Я решил отдать всю свою жизнь сельскому хозяйству, хлебу и поступил учиться в академию имени Тимирязева.
Прощайте, далекие белые пятна! Больше я не стану рваться к вам. Здесь у меня много своих белых пятен. Они кругом, они везде, хватит мне на всю жизнь. Поднятие урожаев, выведение и разведение новых культур, обращение всего Подмосковья в сплошной фруктовый сад — вот еще не освоенные белые пятна. Для ищущего, вдумчивого человека всякая земля — и далекая, и близкая, и ведомая, и неведомая — таит еще столько неоткрытого! Наши подмосковные пески и глины, вся огромная русская морена, оставленная ледником, — тоже белое пятно. Она скрывает такие дары, такие богатства! Земля в глубине своей вся — белое пятно.

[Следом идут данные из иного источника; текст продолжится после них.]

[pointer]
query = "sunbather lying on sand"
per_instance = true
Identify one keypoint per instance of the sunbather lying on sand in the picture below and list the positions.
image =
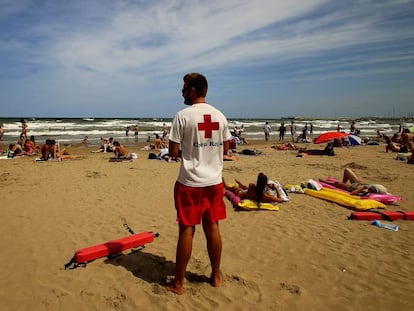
(263, 191)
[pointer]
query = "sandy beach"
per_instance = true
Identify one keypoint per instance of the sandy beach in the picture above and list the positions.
(306, 256)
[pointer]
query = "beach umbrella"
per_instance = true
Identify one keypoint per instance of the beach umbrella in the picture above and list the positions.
(354, 140)
(329, 136)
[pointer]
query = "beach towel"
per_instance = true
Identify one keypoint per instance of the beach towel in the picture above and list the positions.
(382, 215)
(387, 198)
(344, 199)
(248, 205)
(283, 193)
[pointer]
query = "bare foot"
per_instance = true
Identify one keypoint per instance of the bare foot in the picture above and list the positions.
(216, 281)
(172, 287)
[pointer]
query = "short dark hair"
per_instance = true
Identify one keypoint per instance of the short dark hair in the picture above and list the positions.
(198, 82)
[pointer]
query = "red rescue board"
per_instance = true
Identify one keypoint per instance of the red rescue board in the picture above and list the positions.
(111, 248)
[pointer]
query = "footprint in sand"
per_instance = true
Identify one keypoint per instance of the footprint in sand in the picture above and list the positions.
(293, 289)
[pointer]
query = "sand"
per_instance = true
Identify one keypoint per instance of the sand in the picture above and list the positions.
(306, 256)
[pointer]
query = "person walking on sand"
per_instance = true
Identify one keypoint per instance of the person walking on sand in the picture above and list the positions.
(267, 129)
(203, 134)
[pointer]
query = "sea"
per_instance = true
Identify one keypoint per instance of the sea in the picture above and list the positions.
(73, 130)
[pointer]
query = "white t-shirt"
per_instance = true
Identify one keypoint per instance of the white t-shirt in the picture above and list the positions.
(201, 130)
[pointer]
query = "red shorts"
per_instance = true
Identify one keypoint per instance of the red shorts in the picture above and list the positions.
(199, 204)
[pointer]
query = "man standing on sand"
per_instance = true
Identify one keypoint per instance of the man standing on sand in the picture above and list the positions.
(267, 129)
(203, 134)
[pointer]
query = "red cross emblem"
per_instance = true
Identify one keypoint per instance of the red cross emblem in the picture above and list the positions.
(208, 127)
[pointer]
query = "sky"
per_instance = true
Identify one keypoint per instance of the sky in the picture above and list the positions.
(262, 58)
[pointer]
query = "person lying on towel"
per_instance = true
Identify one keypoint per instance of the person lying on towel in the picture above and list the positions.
(263, 191)
(356, 186)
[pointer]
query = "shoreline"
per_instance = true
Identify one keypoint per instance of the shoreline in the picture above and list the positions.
(307, 255)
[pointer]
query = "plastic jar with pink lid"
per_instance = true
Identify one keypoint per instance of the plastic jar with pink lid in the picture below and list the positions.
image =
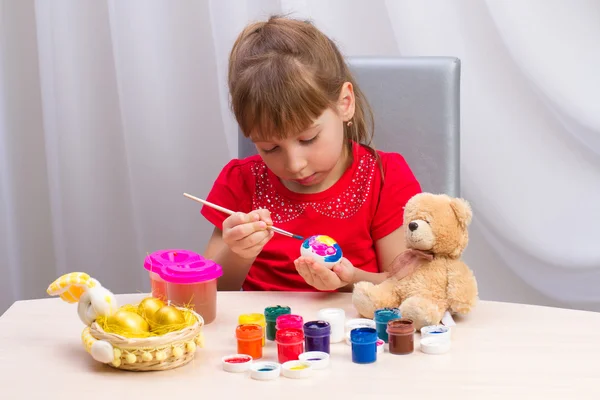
(185, 279)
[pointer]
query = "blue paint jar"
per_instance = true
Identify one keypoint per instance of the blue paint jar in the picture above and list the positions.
(317, 336)
(382, 317)
(364, 345)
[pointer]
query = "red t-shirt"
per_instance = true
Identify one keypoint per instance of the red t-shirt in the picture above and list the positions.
(356, 211)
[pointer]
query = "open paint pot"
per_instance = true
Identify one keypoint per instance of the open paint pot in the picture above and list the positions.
(265, 370)
(317, 359)
(296, 369)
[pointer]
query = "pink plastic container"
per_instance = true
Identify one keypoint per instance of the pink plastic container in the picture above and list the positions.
(185, 279)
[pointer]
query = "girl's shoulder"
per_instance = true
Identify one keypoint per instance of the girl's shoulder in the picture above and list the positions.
(392, 165)
(239, 170)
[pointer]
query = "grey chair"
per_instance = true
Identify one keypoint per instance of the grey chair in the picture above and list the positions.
(416, 105)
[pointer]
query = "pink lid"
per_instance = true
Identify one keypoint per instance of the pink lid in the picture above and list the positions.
(182, 266)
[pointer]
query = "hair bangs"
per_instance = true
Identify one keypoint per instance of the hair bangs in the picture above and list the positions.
(277, 98)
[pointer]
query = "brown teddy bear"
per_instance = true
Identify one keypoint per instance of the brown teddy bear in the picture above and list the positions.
(436, 226)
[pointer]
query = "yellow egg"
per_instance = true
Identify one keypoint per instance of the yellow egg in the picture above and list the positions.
(166, 316)
(127, 323)
(149, 306)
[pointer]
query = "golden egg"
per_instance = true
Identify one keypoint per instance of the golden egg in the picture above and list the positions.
(127, 323)
(149, 306)
(167, 315)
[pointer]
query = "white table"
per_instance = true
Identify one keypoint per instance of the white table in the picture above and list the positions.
(501, 351)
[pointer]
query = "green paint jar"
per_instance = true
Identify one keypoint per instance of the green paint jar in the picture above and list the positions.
(271, 314)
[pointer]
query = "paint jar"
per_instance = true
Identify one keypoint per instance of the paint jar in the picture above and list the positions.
(382, 316)
(249, 338)
(401, 336)
(271, 314)
(336, 318)
(254, 318)
(290, 344)
(357, 323)
(289, 321)
(190, 280)
(317, 335)
(364, 345)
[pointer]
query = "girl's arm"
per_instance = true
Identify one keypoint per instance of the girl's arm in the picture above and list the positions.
(235, 268)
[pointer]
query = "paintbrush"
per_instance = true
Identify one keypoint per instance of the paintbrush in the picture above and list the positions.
(226, 211)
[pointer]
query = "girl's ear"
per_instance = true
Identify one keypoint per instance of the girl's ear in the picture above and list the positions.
(346, 102)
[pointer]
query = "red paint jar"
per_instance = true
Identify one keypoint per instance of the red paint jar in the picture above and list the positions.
(249, 338)
(289, 321)
(290, 344)
(401, 336)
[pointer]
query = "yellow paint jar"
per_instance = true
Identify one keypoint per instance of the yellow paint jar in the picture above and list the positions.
(255, 318)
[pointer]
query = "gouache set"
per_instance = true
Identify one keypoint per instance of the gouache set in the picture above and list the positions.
(304, 347)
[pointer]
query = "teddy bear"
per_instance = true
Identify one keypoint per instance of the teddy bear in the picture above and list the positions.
(436, 226)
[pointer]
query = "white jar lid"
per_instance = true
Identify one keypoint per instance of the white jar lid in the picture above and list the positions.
(317, 359)
(440, 331)
(434, 345)
(265, 370)
(296, 369)
(236, 362)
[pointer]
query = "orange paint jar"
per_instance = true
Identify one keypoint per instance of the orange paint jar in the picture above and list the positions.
(249, 339)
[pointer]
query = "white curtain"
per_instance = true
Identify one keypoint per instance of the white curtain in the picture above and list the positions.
(110, 110)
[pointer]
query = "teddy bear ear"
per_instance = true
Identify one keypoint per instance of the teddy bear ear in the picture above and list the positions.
(462, 209)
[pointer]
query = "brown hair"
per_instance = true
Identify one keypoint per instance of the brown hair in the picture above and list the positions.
(283, 74)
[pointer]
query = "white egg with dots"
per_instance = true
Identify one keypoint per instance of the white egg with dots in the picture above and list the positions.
(323, 249)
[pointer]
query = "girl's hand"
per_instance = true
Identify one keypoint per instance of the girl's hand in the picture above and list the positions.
(247, 234)
(323, 278)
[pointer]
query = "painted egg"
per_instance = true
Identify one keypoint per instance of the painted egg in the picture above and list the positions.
(322, 249)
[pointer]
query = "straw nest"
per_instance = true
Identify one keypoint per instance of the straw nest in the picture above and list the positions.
(154, 353)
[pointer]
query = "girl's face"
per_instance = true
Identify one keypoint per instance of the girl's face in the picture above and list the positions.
(311, 161)
(315, 159)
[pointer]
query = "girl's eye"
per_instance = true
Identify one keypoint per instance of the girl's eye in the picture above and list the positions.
(307, 141)
(271, 149)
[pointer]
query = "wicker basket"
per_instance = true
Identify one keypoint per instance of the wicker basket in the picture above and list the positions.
(156, 353)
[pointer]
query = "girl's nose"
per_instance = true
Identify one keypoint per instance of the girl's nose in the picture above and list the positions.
(295, 162)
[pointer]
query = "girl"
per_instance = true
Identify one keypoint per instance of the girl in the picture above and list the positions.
(315, 172)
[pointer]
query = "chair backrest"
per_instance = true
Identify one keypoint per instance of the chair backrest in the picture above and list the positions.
(416, 106)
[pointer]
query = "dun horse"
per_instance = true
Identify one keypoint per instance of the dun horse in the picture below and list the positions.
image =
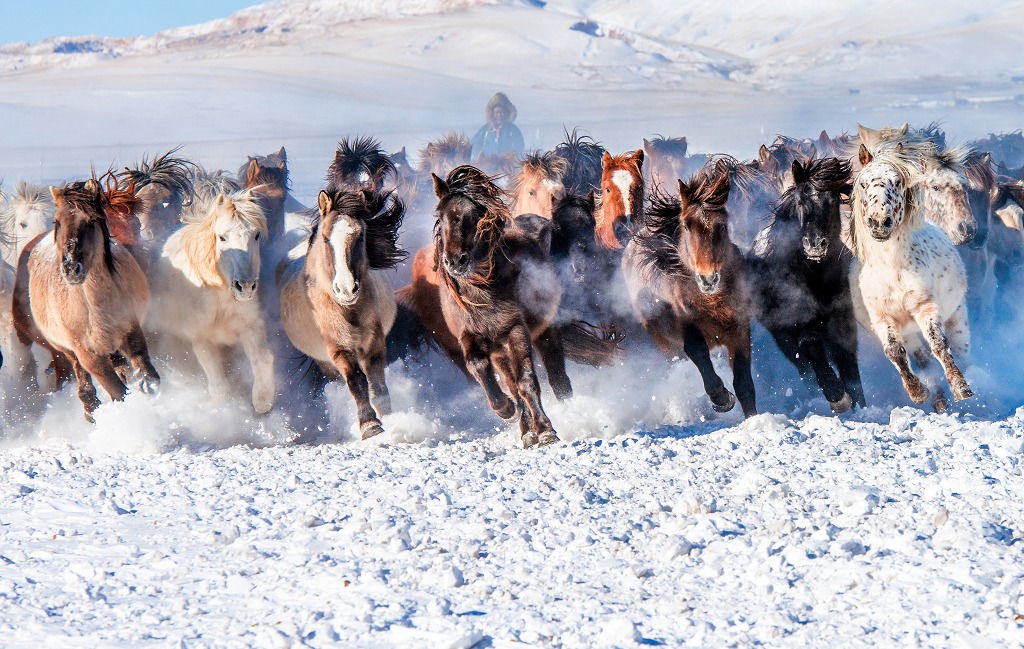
(336, 304)
(88, 296)
(206, 282)
(686, 283)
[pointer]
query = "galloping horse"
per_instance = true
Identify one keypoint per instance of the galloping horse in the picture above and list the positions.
(499, 295)
(88, 296)
(687, 284)
(336, 304)
(206, 282)
(907, 279)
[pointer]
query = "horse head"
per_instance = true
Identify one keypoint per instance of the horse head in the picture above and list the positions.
(80, 229)
(622, 197)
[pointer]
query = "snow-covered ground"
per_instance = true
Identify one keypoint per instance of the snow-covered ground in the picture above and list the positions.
(654, 522)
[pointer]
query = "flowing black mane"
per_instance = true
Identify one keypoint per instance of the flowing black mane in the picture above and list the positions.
(584, 158)
(363, 154)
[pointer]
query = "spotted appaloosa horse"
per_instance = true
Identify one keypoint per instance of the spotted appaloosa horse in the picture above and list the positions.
(907, 279)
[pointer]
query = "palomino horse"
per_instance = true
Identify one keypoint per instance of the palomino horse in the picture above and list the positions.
(163, 185)
(538, 184)
(206, 282)
(499, 295)
(336, 304)
(88, 297)
(801, 276)
(686, 284)
(907, 278)
(266, 177)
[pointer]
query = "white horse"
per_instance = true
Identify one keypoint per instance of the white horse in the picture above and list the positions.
(907, 279)
(27, 213)
(205, 287)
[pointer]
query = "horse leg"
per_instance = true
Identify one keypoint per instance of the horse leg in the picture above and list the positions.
(211, 360)
(519, 372)
(346, 362)
(549, 346)
(374, 366)
(479, 365)
(138, 352)
(101, 368)
(813, 348)
(896, 353)
(261, 360)
(696, 349)
(742, 378)
(927, 318)
(86, 391)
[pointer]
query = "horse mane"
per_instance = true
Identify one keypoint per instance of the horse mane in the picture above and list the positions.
(904, 160)
(382, 214)
(198, 238)
(454, 146)
(657, 241)
(583, 157)
(472, 184)
(166, 170)
(363, 153)
(548, 165)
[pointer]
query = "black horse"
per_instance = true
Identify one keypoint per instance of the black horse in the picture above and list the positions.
(801, 272)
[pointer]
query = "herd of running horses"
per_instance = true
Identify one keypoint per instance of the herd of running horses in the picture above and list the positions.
(573, 253)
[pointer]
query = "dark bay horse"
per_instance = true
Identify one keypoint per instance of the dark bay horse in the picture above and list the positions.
(801, 272)
(687, 284)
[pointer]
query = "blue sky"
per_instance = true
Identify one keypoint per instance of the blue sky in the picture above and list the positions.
(34, 20)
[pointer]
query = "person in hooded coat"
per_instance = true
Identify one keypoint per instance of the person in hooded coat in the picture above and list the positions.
(499, 135)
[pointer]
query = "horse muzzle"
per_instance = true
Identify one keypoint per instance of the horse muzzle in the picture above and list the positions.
(244, 291)
(709, 285)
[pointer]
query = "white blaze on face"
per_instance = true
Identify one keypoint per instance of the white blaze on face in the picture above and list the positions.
(344, 282)
(624, 180)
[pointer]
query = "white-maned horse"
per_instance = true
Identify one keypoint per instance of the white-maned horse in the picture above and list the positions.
(907, 279)
(336, 304)
(205, 285)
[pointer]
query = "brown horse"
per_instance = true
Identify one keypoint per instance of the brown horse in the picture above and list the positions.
(539, 184)
(622, 198)
(336, 304)
(88, 296)
(687, 287)
(499, 295)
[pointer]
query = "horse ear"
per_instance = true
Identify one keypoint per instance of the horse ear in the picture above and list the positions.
(440, 187)
(324, 203)
(864, 155)
(799, 173)
(685, 196)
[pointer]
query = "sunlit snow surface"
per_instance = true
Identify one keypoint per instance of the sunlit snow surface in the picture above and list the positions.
(173, 521)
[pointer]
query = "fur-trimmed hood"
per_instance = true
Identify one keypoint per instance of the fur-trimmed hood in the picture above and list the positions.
(501, 99)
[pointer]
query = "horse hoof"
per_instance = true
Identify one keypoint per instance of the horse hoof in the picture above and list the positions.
(727, 405)
(371, 429)
(547, 437)
(842, 405)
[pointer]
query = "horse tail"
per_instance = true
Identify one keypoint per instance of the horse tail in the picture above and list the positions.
(588, 344)
(408, 336)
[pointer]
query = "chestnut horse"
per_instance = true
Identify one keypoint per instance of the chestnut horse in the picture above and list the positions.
(687, 287)
(88, 296)
(621, 199)
(336, 304)
(499, 295)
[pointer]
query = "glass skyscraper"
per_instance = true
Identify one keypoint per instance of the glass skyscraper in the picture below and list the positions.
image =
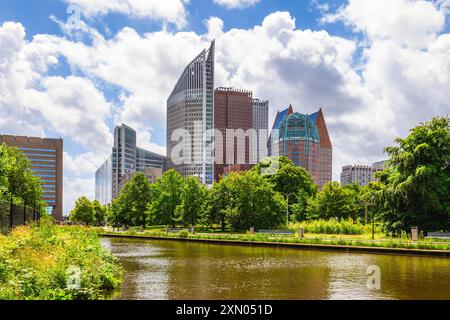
(190, 110)
(126, 158)
(305, 140)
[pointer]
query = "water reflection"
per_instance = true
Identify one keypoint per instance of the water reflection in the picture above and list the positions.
(157, 270)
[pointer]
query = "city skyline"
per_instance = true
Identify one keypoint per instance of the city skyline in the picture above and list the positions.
(76, 79)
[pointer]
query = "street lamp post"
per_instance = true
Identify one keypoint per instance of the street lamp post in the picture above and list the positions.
(287, 209)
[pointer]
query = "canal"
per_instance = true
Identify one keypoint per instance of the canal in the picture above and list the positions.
(160, 269)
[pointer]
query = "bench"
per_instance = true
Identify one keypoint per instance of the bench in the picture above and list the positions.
(438, 235)
(276, 232)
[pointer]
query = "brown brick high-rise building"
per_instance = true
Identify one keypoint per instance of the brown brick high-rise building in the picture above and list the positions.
(46, 157)
(233, 109)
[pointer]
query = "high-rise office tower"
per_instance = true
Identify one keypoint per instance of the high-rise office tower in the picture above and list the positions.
(46, 157)
(260, 124)
(304, 139)
(359, 174)
(233, 116)
(190, 119)
(124, 155)
(126, 159)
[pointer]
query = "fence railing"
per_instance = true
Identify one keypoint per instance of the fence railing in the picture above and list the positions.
(19, 215)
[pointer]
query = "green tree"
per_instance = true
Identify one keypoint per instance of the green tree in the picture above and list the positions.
(289, 179)
(100, 212)
(219, 200)
(138, 196)
(83, 212)
(194, 201)
(334, 201)
(167, 193)
(293, 182)
(253, 202)
(418, 179)
(118, 214)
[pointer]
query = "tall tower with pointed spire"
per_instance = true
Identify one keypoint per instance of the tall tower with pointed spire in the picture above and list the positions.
(190, 110)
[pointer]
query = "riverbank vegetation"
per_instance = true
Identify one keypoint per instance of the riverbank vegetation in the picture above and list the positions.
(48, 262)
(412, 191)
(333, 240)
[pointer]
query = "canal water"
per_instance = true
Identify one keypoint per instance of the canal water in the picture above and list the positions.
(156, 270)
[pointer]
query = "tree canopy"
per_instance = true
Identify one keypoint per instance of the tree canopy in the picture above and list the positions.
(417, 179)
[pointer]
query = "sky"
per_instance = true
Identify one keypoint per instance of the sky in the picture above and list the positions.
(77, 68)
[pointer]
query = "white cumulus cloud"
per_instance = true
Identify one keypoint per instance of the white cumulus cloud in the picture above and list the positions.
(236, 4)
(168, 11)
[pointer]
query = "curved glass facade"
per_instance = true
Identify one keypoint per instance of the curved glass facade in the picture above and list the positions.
(190, 108)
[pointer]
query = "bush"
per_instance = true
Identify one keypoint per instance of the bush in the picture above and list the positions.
(332, 226)
(35, 261)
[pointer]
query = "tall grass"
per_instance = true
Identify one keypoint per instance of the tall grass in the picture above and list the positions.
(35, 262)
(332, 226)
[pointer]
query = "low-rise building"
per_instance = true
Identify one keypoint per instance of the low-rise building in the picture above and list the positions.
(359, 174)
(46, 157)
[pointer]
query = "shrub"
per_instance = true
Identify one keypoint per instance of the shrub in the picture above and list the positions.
(34, 264)
(332, 226)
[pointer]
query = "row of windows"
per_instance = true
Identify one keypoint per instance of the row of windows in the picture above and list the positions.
(35, 149)
(45, 176)
(43, 170)
(29, 155)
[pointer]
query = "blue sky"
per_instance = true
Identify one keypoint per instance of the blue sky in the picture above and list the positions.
(377, 68)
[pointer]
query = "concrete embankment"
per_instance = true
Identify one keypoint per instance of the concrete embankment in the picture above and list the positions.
(305, 246)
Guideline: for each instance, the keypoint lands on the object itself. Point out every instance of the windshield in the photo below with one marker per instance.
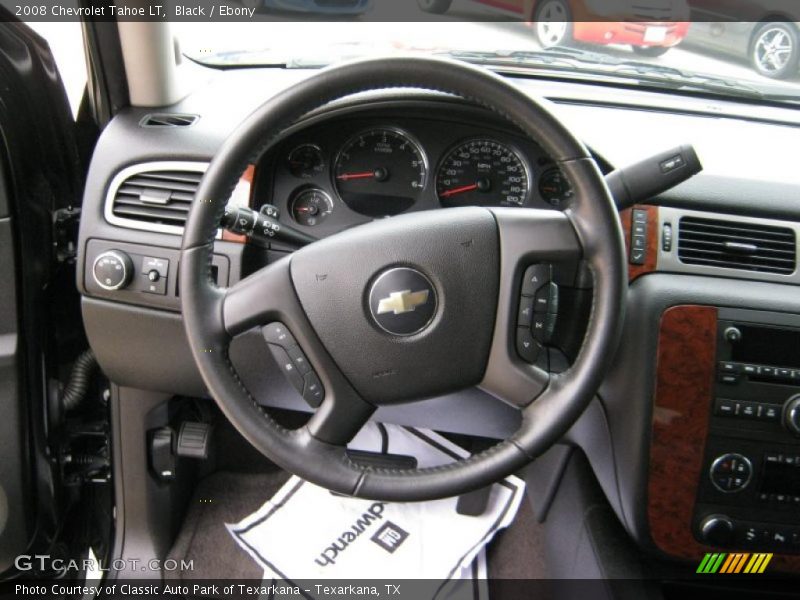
(751, 60)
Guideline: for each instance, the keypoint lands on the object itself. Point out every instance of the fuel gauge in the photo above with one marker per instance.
(554, 187)
(311, 206)
(306, 161)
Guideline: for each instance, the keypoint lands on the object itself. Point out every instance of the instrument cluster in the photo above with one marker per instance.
(341, 173)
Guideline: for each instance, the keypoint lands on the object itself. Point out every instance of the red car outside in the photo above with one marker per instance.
(650, 27)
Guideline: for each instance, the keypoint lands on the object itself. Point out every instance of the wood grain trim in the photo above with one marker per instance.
(651, 253)
(684, 390)
(684, 387)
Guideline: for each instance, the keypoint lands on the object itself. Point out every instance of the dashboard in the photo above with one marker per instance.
(656, 428)
(349, 170)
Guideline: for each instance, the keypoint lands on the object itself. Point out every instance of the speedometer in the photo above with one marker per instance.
(482, 172)
(380, 172)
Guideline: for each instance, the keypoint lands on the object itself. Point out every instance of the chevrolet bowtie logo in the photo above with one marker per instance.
(402, 302)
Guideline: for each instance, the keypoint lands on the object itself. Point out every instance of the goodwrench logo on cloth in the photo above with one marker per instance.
(388, 537)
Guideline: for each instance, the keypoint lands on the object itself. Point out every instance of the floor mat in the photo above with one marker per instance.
(336, 537)
(228, 497)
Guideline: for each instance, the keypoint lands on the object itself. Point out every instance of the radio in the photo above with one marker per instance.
(749, 493)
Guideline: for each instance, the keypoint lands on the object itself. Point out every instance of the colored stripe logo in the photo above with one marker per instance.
(741, 562)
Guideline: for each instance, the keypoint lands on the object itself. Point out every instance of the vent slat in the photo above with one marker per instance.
(158, 120)
(162, 184)
(134, 200)
(734, 245)
(785, 251)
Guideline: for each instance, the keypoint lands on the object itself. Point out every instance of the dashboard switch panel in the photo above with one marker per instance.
(638, 236)
(139, 274)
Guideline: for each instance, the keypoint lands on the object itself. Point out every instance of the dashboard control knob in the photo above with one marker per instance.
(112, 270)
(791, 415)
(717, 530)
(731, 472)
(732, 335)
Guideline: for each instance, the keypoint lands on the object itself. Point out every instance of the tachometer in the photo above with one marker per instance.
(380, 172)
(482, 172)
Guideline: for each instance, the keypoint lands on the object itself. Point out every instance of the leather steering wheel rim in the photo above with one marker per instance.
(587, 230)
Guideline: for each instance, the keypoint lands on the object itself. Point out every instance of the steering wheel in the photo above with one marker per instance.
(409, 307)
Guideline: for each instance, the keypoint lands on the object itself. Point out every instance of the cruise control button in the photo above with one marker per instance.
(527, 347)
(313, 392)
(277, 333)
(535, 277)
(287, 366)
(525, 311)
(546, 299)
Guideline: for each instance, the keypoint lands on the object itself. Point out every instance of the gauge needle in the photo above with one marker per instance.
(349, 176)
(461, 190)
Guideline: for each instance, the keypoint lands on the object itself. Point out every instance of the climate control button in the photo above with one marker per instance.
(731, 472)
(791, 415)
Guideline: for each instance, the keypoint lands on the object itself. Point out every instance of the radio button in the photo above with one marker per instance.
(725, 408)
(731, 472)
(770, 412)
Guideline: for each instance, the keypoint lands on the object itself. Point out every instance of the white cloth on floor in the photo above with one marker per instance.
(306, 533)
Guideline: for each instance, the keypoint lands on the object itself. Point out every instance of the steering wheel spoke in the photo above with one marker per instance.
(531, 241)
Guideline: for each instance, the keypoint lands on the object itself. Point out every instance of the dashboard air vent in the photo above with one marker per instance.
(737, 245)
(168, 120)
(157, 197)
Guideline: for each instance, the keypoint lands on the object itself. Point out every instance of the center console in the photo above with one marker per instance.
(724, 469)
(749, 490)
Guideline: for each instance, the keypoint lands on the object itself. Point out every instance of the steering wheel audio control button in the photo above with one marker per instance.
(299, 359)
(527, 347)
(546, 300)
(313, 392)
(524, 319)
(535, 277)
(294, 364)
(287, 366)
(279, 334)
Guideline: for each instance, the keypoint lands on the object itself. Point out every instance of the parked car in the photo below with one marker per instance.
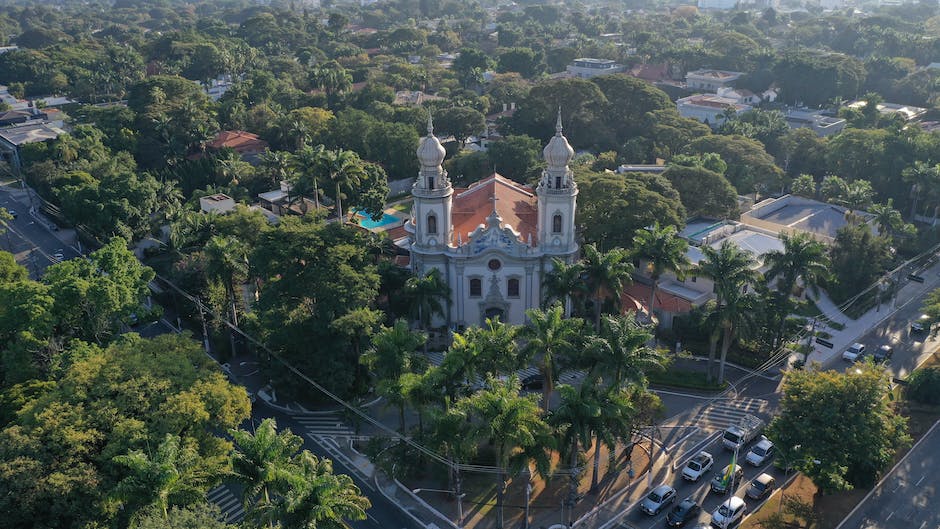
(761, 486)
(883, 353)
(657, 499)
(697, 466)
(686, 510)
(855, 352)
(722, 485)
(729, 513)
(921, 324)
(760, 452)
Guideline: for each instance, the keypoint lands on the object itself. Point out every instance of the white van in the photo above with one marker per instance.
(729, 513)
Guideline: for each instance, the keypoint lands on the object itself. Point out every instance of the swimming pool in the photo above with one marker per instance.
(365, 220)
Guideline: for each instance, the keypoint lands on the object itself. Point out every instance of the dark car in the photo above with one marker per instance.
(682, 513)
(882, 353)
(533, 382)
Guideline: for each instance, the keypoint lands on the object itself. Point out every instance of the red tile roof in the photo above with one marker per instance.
(515, 203)
(639, 293)
(238, 140)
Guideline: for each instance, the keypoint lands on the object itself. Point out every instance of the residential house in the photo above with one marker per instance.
(709, 109)
(218, 203)
(585, 68)
(12, 138)
(711, 80)
(249, 146)
(906, 112)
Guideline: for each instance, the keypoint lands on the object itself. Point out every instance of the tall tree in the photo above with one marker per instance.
(261, 463)
(549, 337)
(516, 428)
(730, 268)
(563, 283)
(607, 273)
(430, 296)
(390, 357)
(855, 436)
(665, 251)
(802, 258)
(171, 476)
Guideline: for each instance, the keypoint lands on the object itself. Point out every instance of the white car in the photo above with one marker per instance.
(729, 513)
(698, 466)
(658, 499)
(854, 353)
(760, 452)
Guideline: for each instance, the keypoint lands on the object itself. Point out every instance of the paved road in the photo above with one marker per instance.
(34, 246)
(908, 496)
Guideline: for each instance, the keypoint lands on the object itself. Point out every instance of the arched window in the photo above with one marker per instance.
(476, 288)
(512, 288)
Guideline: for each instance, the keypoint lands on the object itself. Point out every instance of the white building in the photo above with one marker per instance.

Моя Ирина, когда временный военный госпиталь закрылся, перешла в школу учительствовать и тоже поступила заочницей в педагогический институт.
Наши боевые друзья пишут нам.
Громовы — Степанида Михайловна, Настёнка, Митька — в память погибшего Ивана приняли в свою семью как дочь, как сестру Валю Бурцеву и живут в одном селе, в одной хате.
Партизанская мать Федора Васильевна Локтева госпиталь закрыла, недолечившихся передала в городскую больницу, сама вернулась в колхоз. Ее семья сильно поредела: кто убит, кто умер от ран, кто пропал без вести, но война оставила столько сирых, что у Федоры в доме снова полное застолье и ни одной кроватки нет опустелой. Живет Федора по-прежнему без присяду и умрет, наверно, на ходу. Таким сердобольным людям, как Федора, надо бы давать бессмертие!
Нашего бригадного деда Арсена Коваленкова советская власть наградила высоким орденом, построила ему новую хату взамен спаленной фашистами, назначила персональную пенсию.
Вот письмо от Антона Крошки:
«Извини, друг Корзинкин, что писал тебе редко и кратко. Не о чем было распространяться, все у меня было неясно, неопределенно. Месяца четыре валялся в госпитале, не зная, как выйду, с рукой или без руки. Вышел с рукой, но долго носил ее на подвязке. Первое время сильно беспокоило, что придется забросить ружье, тайгу, охоту. А потом чаще и чаще стали шевелиться другие мысли. Разве обязательно мне всю жизнь таежничать и охотничать?
В госпитале нашлись добрые образованные люди, которые помогли мне подготовиться в вуз. Теперь я студент радиотехнического факультета. Ты, друг, выбрал себе борьбу за хлеб, я — борьбу за мир».
С годами мои боевые связи слабеют, рвутся. Из друзей по десанту чаще всех вспоминает меня Антон Крошка. Живет он по-прежнему в Сибири, работает конструктором на заводе. Вот прилетел в Москву. Спрашиваю:
— По каким делам?
— Все по тем же. — И рассказывает, что привез проект одного приборчика. — Надо показать высоким ученым. — Антон подает мне из портфеля толстенную папку. — Вот моя попытка сделать мечту, облечь ее в плоть, дать ей жизнь.
Я по-десантски крепко обнял своего друга и пожелал ему от всей души, от всего сердца зеленую улицу.